前立腺がん患者に手術が寿命延長効果を示す主要研究まとめ
手術が前立腺がん患者の寿命を延ばす根拠
複数の大規模臨床試験で、根治的前立腺摘除術(前立腺全摘)が、観察療法や放射線療法に比べて前立腺がんによる死亡リスクを低減し、長期生存率を向上させることが示されています。
PIVOT試験(Prostate Cancer Intervention Versus Observation Trial)
局所期前立腺がん患者を対象に、根治的前立腺摘除術と経過観察(watchful waiting)を比較。手術群の10年生存率は82%で、観察群の67%を大きく上回りました。
スカンジナビア前立腺がんグループ(SPCG‑4)試験
局所期患者を根治的前立腺摘除術と外部ビーム放射線療法で比較。手術群の15年生存率は82%、放射線療法群は66%で、手術の方が有意に優れていました。
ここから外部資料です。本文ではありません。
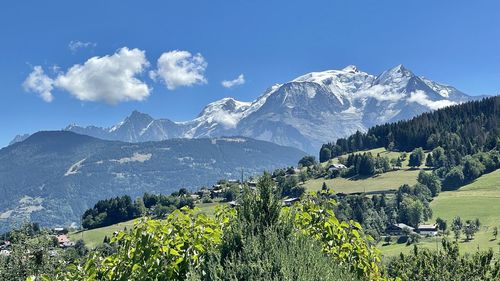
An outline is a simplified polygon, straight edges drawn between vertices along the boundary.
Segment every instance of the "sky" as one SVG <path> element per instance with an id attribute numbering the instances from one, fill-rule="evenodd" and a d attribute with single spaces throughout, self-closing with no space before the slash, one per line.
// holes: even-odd
<path id="1" fill-rule="evenodd" d="M 403 64 L 500 93 L 500 1 L 2 1 L 0 147 L 139 110 L 184 121 L 312 71 Z"/>

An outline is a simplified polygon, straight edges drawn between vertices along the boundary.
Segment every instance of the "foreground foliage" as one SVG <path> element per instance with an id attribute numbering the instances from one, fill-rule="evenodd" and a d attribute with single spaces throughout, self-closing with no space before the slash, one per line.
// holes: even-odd
<path id="1" fill-rule="evenodd" d="M 183 208 L 144 219 L 112 238 L 117 252 L 91 255 L 60 280 L 365 280 L 383 279 L 378 251 L 361 226 L 339 221 L 334 201 L 307 197 L 282 207 L 270 175 L 241 204 L 215 218 Z M 308 261 L 308 262 L 305 262 Z M 303 263 L 299 265 L 298 263 Z M 346 273 L 350 271 L 352 274 Z"/>

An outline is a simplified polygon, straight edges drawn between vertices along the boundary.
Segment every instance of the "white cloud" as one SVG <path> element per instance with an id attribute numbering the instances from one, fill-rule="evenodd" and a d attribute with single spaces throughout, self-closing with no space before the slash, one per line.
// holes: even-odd
<path id="1" fill-rule="evenodd" d="M 92 57 L 76 64 L 54 82 L 82 101 L 142 101 L 151 89 L 136 76 L 149 66 L 145 52 L 123 47 L 113 55 Z"/>
<path id="2" fill-rule="evenodd" d="M 44 101 L 51 102 L 54 100 L 53 84 L 54 80 L 45 74 L 41 66 L 37 65 L 33 67 L 33 71 L 24 80 L 23 88 L 27 92 L 37 93 Z"/>
<path id="3" fill-rule="evenodd" d="M 234 86 L 238 85 L 243 85 L 245 84 L 245 76 L 243 74 L 240 74 L 238 78 L 233 79 L 233 80 L 224 80 L 222 81 L 222 87 L 224 88 L 232 88 Z"/>
<path id="4" fill-rule="evenodd" d="M 204 76 L 206 68 L 207 62 L 201 54 L 175 50 L 163 53 L 157 61 L 157 69 L 149 74 L 151 79 L 160 78 L 169 90 L 174 90 L 181 86 L 207 83 Z"/>
<path id="5" fill-rule="evenodd" d="M 71 50 L 72 53 L 76 53 L 79 49 L 84 49 L 84 48 L 93 48 L 96 47 L 97 43 L 94 42 L 82 42 L 82 41 L 71 41 L 68 44 L 68 48 Z"/>
<path id="6" fill-rule="evenodd" d="M 430 100 L 427 97 L 427 95 L 425 94 L 425 92 L 421 91 L 421 90 L 412 92 L 410 94 L 410 97 L 408 98 L 408 101 L 409 102 L 415 102 L 415 103 L 427 106 L 427 107 L 429 107 L 430 109 L 433 109 L 433 110 L 457 104 L 456 102 L 453 102 L 453 101 L 450 101 L 450 100 L 432 101 L 432 100 Z"/>
<path id="7" fill-rule="evenodd" d="M 238 125 L 238 122 L 241 119 L 240 114 L 231 114 L 229 112 L 226 112 L 224 110 L 217 111 L 213 114 L 213 121 L 220 123 L 222 126 L 225 128 L 236 128 L 236 125 Z"/>
<path id="8" fill-rule="evenodd" d="M 378 101 L 398 101 L 404 98 L 404 94 L 393 92 L 387 85 L 374 85 L 358 94 L 359 97 L 374 98 Z"/>

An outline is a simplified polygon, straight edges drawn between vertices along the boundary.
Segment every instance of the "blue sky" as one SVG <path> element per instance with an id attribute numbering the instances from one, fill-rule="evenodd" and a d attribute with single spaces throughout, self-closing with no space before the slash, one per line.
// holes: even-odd
<path id="1" fill-rule="evenodd" d="M 109 126 L 134 109 L 187 120 L 208 102 L 250 101 L 275 83 L 350 64 L 378 74 L 402 63 L 468 94 L 500 92 L 499 1 L 9 2 L 0 3 L 0 147 L 70 123 Z M 158 70 L 162 54 L 167 68 L 185 59 L 191 76 Z M 132 71 L 130 87 L 106 81 L 113 63 L 125 65 L 118 75 Z M 23 89 L 35 66 L 54 83 L 45 100 Z M 240 74 L 244 84 L 221 85 Z M 93 81 L 108 91 L 82 93 Z"/>

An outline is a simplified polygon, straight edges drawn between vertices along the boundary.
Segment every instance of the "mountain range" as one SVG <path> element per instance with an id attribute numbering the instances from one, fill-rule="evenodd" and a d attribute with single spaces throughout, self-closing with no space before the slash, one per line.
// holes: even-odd
<path id="1" fill-rule="evenodd" d="M 124 142 L 245 136 L 316 155 L 321 144 L 356 131 L 477 98 L 402 65 L 378 76 L 347 66 L 276 84 L 253 102 L 223 98 L 189 121 L 154 119 L 134 111 L 109 128 L 70 125 L 65 130 Z"/>
<path id="2" fill-rule="evenodd" d="M 0 233 L 25 220 L 67 226 L 98 200 L 170 194 L 296 165 L 304 152 L 244 137 L 125 143 L 38 132 L 0 149 Z"/>

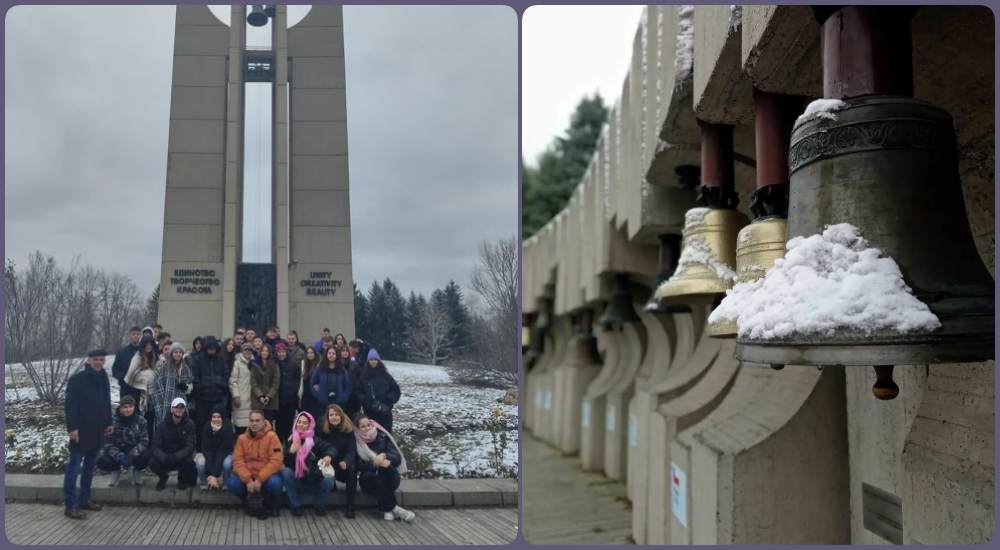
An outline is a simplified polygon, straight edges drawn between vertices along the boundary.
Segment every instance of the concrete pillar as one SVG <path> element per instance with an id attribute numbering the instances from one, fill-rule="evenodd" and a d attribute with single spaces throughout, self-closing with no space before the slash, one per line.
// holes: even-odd
<path id="1" fill-rule="evenodd" d="M 563 365 L 556 370 L 561 393 L 556 396 L 559 407 L 559 450 L 572 455 L 580 452 L 580 405 L 583 393 L 601 368 L 597 354 L 597 340 L 585 323 L 583 333 L 570 341 L 571 352 Z"/>
<path id="2" fill-rule="evenodd" d="M 231 6 L 229 20 L 243 21 L 246 6 Z M 226 190 L 222 268 L 222 335 L 236 330 L 236 266 L 243 242 L 243 49 L 246 25 L 230 25 L 226 82 Z M 161 287 L 162 288 L 162 287 Z"/>
<path id="3" fill-rule="evenodd" d="M 640 323 L 627 323 L 620 334 L 620 366 L 604 401 L 604 475 L 624 480 L 628 464 L 628 403 L 642 366 L 646 332 Z"/>
<path id="4" fill-rule="evenodd" d="M 239 239 L 238 213 L 227 201 L 239 171 L 227 162 L 227 135 L 242 142 L 242 131 L 227 110 L 242 118 L 242 104 L 227 97 L 227 72 L 241 71 L 232 70 L 239 56 L 227 70 L 226 55 L 239 36 L 207 6 L 177 6 L 158 321 L 185 345 L 221 333 L 227 275 L 235 282 L 225 247 Z"/>
<path id="5" fill-rule="evenodd" d="M 274 48 L 274 125 L 272 131 L 272 146 L 274 147 L 273 166 L 274 190 L 271 194 L 272 201 L 271 220 L 274 224 L 271 242 L 275 266 L 277 266 L 277 277 L 275 289 L 277 295 L 276 318 L 277 324 L 283 331 L 290 330 L 288 317 L 288 224 L 289 224 L 289 201 L 288 201 L 288 8 L 279 5 L 275 9 L 274 33 L 271 44 Z M 353 292 L 352 292 L 353 297 Z M 338 329 L 339 330 L 339 329 Z M 305 334 L 305 333 L 304 333 Z M 353 332 L 345 332 L 353 334 Z"/>
<path id="6" fill-rule="evenodd" d="M 604 396 L 621 366 L 620 338 L 617 331 L 598 333 L 597 349 L 602 351 L 604 363 L 580 404 L 580 465 L 588 472 L 604 469 Z"/>
<path id="7" fill-rule="evenodd" d="M 288 57 L 290 252 L 287 268 L 278 265 L 279 292 L 285 272 L 288 327 L 354 334 L 342 7 L 314 5 L 288 30 Z M 339 286 L 317 284 L 330 281 Z"/>
<path id="8" fill-rule="evenodd" d="M 541 390 L 541 407 L 535 418 L 535 435 L 542 441 L 555 445 L 555 423 L 556 408 L 554 406 L 555 397 L 555 371 L 566 359 L 566 349 L 570 339 L 569 317 L 560 316 L 553 321 L 552 340 L 553 354 L 552 360 L 545 364 L 539 373 L 538 388 Z"/>
<path id="9" fill-rule="evenodd" d="M 671 543 L 849 543 L 846 419 L 843 368 L 744 365 L 672 442 L 686 513 Z"/>
<path id="10" fill-rule="evenodd" d="M 649 486 L 649 417 L 652 414 L 654 385 L 667 376 L 677 352 L 678 329 L 673 315 L 640 312 L 647 334 L 644 367 L 648 376 L 635 382 L 635 397 L 629 404 L 628 495 L 632 501 L 632 538 L 636 544 L 646 544 L 646 518 Z M 690 345 L 691 342 L 688 342 Z"/>

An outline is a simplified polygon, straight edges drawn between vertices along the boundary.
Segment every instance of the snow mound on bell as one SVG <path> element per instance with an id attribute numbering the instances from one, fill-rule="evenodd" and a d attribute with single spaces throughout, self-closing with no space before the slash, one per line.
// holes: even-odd
<path id="1" fill-rule="evenodd" d="M 707 208 L 706 208 L 707 210 Z M 681 251 L 680 258 L 677 259 L 677 269 L 675 273 L 679 273 L 681 269 L 685 266 L 701 265 L 711 269 L 715 272 L 715 275 L 724 281 L 735 281 L 736 272 L 733 268 L 729 267 L 726 262 L 719 259 L 712 249 L 708 246 L 702 238 L 690 239 L 688 242 L 684 243 L 684 250 Z M 664 285 L 669 283 L 663 283 Z M 662 286 L 662 285 L 661 285 Z"/>
<path id="2" fill-rule="evenodd" d="M 844 107 L 847 107 L 847 103 L 839 99 L 817 99 L 806 106 L 805 112 L 795 119 L 795 124 L 802 124 L 811 118 L 837 120 L 837 115 L 833 113 Z"/>
<path id="3" fill-rule="evenodd" d="M 710 322 L 736 321 L 753 340 L 832 335 L 837 330 L 900 334 L 941 326 L 913 296 L 895 260 L 841 223 L 788 241 L 783 259 L 762 279 L 726 292 Z"/>

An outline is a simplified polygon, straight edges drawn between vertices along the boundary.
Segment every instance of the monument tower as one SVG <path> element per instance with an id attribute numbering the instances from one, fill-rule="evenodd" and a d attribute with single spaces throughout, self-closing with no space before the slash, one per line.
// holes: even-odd
<path id="1" fill-rule="evenodd" d="M 177 6 L 159 322 L 175 341 L 278 325 L 303 340 L 354 334 L 347 104 L 341 6 L 314 5 L 292 28 L 285 6 Z M 247 46 L 247 22 L 270 26 Z M 268 261 L 245 261 L 247 86 L 271 102 Z M 259 159 L 255 159 L 259 160 Z M 258 166 L 259 163 L 255 164 Z"/>

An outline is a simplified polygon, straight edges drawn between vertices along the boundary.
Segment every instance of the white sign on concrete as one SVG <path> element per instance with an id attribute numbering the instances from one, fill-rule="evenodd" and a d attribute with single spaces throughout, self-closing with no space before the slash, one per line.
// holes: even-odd
<path id="1" fill-rule="evenodd" d="M 613 432 L 615 431 L 615 406 L 611 405 L 608 407 L 608 414 L 604 417 L 604 429 Z"/>
<path id="2" fill-rule="evenodd" d="M 552 390 L 545 390 L 545 410 L 552 410 Z"/>
<path id="3" fill-rule="evenodd" d="M 637 447 L 639 445 L 639 426 L 635 415 L 628 417 L 628 446 Z"/>
<path id="4" fill-rule="evenodd" d="M 674 517 L 684 527 L 688 526 L 687 474 L 673 462 L 670 463 L 670 508 Z"/>
<path id="5" fill-rule="evenodd" d="M 543 403 L 542 390 L 535 390 L 535 406 L 540 409 L 542 408 Z"/>
<path id="6" fill-rule="evenodd" d="M 590 427 L 590 401 L 583 402 L 583 410 L 580 411 L 580 421 L 584 428 Z"/>

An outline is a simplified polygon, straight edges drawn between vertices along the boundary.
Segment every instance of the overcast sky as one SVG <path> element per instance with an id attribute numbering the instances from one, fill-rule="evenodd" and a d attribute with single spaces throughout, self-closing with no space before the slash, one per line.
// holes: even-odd
<path id="1" fill-rule="evenodd" d="M 642 6 L 532 6 L 521 21 L 521 144 L 535 159 L 595 91 L 614 104 Z"/>
<path id="2" fill-rule="evenodd" d="M 6 18 L 5 257 L 159 282 L 172 6 Z M 468 286 L 514 236 L 517 20 L 506 7 L 344 8 L 354 275 Z"/>

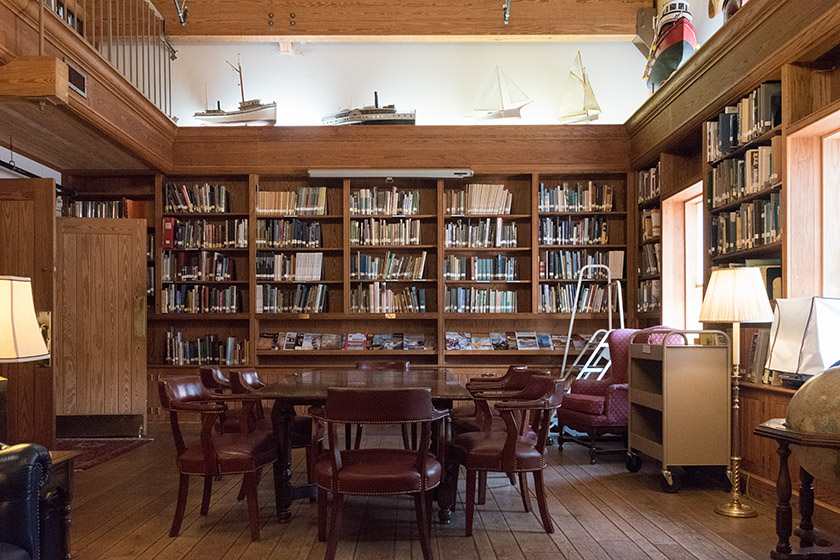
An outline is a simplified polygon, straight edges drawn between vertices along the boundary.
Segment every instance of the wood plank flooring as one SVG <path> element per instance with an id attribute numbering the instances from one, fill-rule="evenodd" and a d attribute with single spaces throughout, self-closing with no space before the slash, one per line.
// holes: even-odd
<path id="1" fill-rule="evenodd" d="M 295 502 L 292 522 L 274 517 L 270 473 L 260 483 L 262 540 L 252 543 L 245 502 L 236 500 L 239 478 L 215 483 L 210 513 L 198 513 L 201 480 L 194 478 L 181 535 L 168 536 L 178 474 L 166 426 L 153 428 L 155 441 L 78 473 L 73 504 L 73 557 L 77 560 L 319 560 L 317 508 Z M 366 443 L 399 437 L 367 434 Z M 433 526 L 437 559 L 452 560 L 705 560 L 769 558 L 775 545 L 773 509 L 752 502 L 754 519 L 714 513 L 727 495 L 706 477 L 689 480 L 679 494 L 659 490 L 659 465 L 648 460 L 641 472 L 624 468 L 623 455 L 605 455 L 589 465 L 588 454 L 567 444 L 549 450 L 545 471 L 552 535 L 522 501 L 506 477 L 491 475 L 487 503 L 477 506 L 472 538 L 464 537 L 463 477 L 450 525 Z M 305 479 L 302 452 L 295 451 L 294 475 Z M 532 490 L 533 492 L 533 490 Z M 536 511 L 536 501 L 532 500 Z M 819 514 L 818 514 L 819 515 Z M 820 519 L 817 519 L 819 522 Z M 422 558 L 410 498 L 348 498 L 337 558 L 414 560 Z"/>

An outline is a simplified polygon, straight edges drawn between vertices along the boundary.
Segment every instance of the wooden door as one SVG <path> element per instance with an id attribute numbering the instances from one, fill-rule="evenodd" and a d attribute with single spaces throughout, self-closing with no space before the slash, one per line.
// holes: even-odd
<path id="1" fill-rule="evenodd" d="M 116 425 L 136 435 L 146 413 L 146 221 L 57 221 L 56 415 L 61 426 L 98 417 L 88 435 L 116 435 Z"/>
<path id="2" fill-rule="evenodd" d="M 53 310 L 54 256 L 55 181 L 0 180 L 0 274 L 32 278 L 36 311 Z M 53 363 L 0 364 L 9 380 L 5 443 L 53 446 Z"/>

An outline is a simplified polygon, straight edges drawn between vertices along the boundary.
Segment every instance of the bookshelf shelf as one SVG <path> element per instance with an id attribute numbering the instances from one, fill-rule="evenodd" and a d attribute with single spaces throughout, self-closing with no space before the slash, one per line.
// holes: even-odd
<path id="1" fill-rule="evenodd" d="M 530 247 L 444 247 L 447 253 L 525 253 Z"/>
<path id="2" fill-rule="evenodd" d="M 437 245 L 350 245 L 351 251 L 434 251 Z"/>
<path id="3" fill-rule="evenodd" d="M 656 243 L 662 243 L 661 237 L 651 237 L 650 239 L 645 239 L 639 242 L 639 245 L 655 245 Z"/>
<path id="4" fill-rule="evenodd" d="M 250 218 L 247 212 L 164 212 L 164 218 Z"/>
<path id="5" fill-rule="evenodd" d="M 651 208 L 659 208 L 659 205 L 662 203 L 662 198 L 655 196 L 653 198 L 648 198 L 647 200 L 643 200 L 639 202 L 639 210 L 650 210 Z"/>
<path id="6" fill-rule="evenodd" d="M 216 248 L 202 248 L 202 249 L 178 249 L 171 247 L 164 247 L 164 251 L 173 251 L 175 253 L 200 253 L 206 251 L 210 253 L 247 253 L 247 247 L 216 247 Z"/>
<path id="7" fill-rule="evenodd" d="M 161 284 L 168 286 L 169 284 L 188 284 L 190 286 L 206 286 L 208 284 L 218 285 L 242 285 L 247 286 L 248 280 L 161 280 Z"/>
<path id="8" fill-rule="evenodd" d="M 661 274 L 641 274 L 639 275 L 639 281 L 645 282 L 647 280 L 659 280 L 662 278 Z"/>
<path id="9" fill-rule="evenodd" d="M 636 317 L 639 319 L 659 319 L 662 311 L 637 311 Z"/>
<path id="10" fill-rule="evenodd" d="M 618 280 L 619 282 L 626 282 L 627 281 L 626 278 L 613 278 L 613 281 L 615 281 L 615 280 Z M 604 284 L 604 283 L 606 283 L 606 281 L 607 281 L 606 278 L 584 278 L 583 279 L 584 283 L 588 282 L 590 284 L 591 283 Z M 570 279 L 570 278 L 540 278 L 538 280 L 538 282 L 545 283 L 545 284 L 550 284 L 550 283 L 554 283 L 554 284 L 577 284 L 577 278 L 574 278 L 574 279 Z"/>
<path id="11" fill-rule="evenodd" d="M 248 313 L 154 313 L 148 316 L 151 321 L 247 321 L 250 318 Z"/>
<path id="12" fill-rule="evenodd" d="M 730 210 L 737 210 L 738 208 L 740 208 L 740 206 L 742 204 L 746 204 L 748 202 L 752 202 L 754 200 L 764 198 L 766 196 L 769 196 L 772 193 L 777 193 L 781 190 L 782 190 L 782 185 L 781 185 L 781 183 L 779 183 L 779 184 L 773 185 L 772 187 L 767 187 L 765 189 L 762 189 L 762 190 L 760 190 L 756 193 L 748 194 L 747 196 L 739 198 L 738 200 L 733 200 L 732 202 L 728 202 L 728 203 L 723 204 L 721 206 L 718 206 L 716 208 L 712 208 L 711 210 L 709 210 L 709 212 L 711 212 L 712 214 L 718 214 L 720 212 L 728 212 Z"/>
<path id="13" fill-rule="evenodd" d="M 627 216 L 627 212 L 618 212 L 618 211 L 595 211 L 595 212 L 540 212 L 540 216 L 561 216 L 561 217 L 570 217 L 574 218 L 577 216 L 607 216 L 607 217 L 614 217 L 614 218 L 624 218 Z"/>
<path id="14" fill-rule="evenodd" d="M 469 284 L 471 286 L 481 286 L 487 284 L 530 284 L 530 280 L 444 280 L 444 284 Z"/>
<path id="15" fill-rule="evenodd" d="M 342 285 L 343 280 L 260 280 L 257 279 L 257 284 L 277 284 L 283 286 L 294 286 L 295 284 L 329 284 Z"/>
<path id="16" fill-rule="evenodd" d="M 781 255 L 782 251 L 782 242 L 775 241 L 773 243 L 769 243 L 767 245 L 761 245 L 760 247 L 752 247 L 750 249 L 743 249 L 741 251 L 735 251 L 734 253 L 726 253 L 724 255 L 717 255 L 712 257 L 712 262 L 715 264 L 721 263 L 732 263 L 737 262 L 743 259 L 749 259 L 753 257 L 765 257 L 765 256 L 778 256 Z"/>
<path id="17" fill-rule="evenodd" d="M 747 144 L 744 144 L 742 146 L 738 146 L 737 148 L 735 148 L 733 150 L 730 150 L 725 155 L 717 158 L 716 160 L 710 161 L 709 165 L 711 165 L 712 167 L 716 167 L 721 162 L 726 161 L 727 159 L 736 159 L 736 158 L 743 157 L 744 154 L 746 154 L 748 150 L 752 150 L 752 149 L 755 149 L 759 146 L 763 146 L 763 145 L 767 144 L 767 142 L 772 140 L 774 136 L 779 136 L 781 133 L 782 133 L 782 127 L 781 127 L 781 125 L 779 125 L 779 126 L 773 128 L 771 130 L 768 130 L 764 134 L 762 134 L 760 136 L 757 136 L 756 138 L 753 138 Z"/>
<path id="18" fill-rule="evenodd" d="M 530 214 L 446 214 L 443 216 L 445 220 L 462 220 L 468 218 L 476 218 L 479 220 L 486 220 L 487 218 L 502 218 L 503 220 L 530 220 Z"/>
<path id="19" fill-rule="evenodd" d="M 344 249 L 338 247 L 266 247 L 257 245 L 257 251 L 271 251 L 273 253 L 341 253 Z"/>
<path id="20" fill-rule="evenodd" d="M 405 214 L 350 214 L 351 220 L 368 220 L 368 219 L 381 219 L 381 220 L 436 220 L 437 214 L 414 214 L 414 215 L 405 215 Z"/>
<path id="21" fill-rule="evenodd" d="M 433 356 L 437 350 L 257 350 L 257 356 Z"/>
<path id="22" fill-rule="evenodd" d="M 444 350 L 447 356 L 562 356 L 563 350 Z M 569 356 L 579 352 L 569 348 Z"/>
<path id="23" fill-rule="evenodd" d="M 593 249 L 593 250 L 608 250 L 608 249 L 626 249 L 626 245 L 619 245 L 617 243 L 607 243 L 604 245 L 540 245 L 540 249 Z"/>
<path id="24" fill-rule="evenodd" d="M 376 279 L 376 280 L 359 280 L 358 278 L 351 278 L 351 284 L 373 284 L 374 282 L 380 282 L 383 284 L 433 284 L 437 282 L 435 278 L 389 278 L 389 279 Z"/>
<path id="25" fill-rule="evenodd" d="M 247 217 L 247 215 L 246 215 Z M 317 216 L 314 214 L 305 214 L 305 215 L 288 215 L 288 214 L 260 214 L 257 212 L 256 219 L 258 220 L 322 220 L 325 222 L 334 222 L 340 221 L 344 219 L 344 216 L 341 214 L 324 214 L 322 216 Z"/>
欧州前立腺がんスクリーニングランダム化試験(ERSPC)
50歳以上の男性を対象に、デジタル直腸診(DRE)とPSA検査によるスクリーニングと無検査を比較。スクリーニングを受けた群は13年生存率84%、未受診群は73%で、早期発見と治療が生存率向上に寄与することが示されました。
以上の結果は、手術が前立腺がん患者の生存期間延長に有効であることを示す重要なエビデンスです。ただし、手術の適応は年齢、全身状態、がんの進行度など個々の要因に左右されるため、専門医と十分に相談した上で判断することが重要です。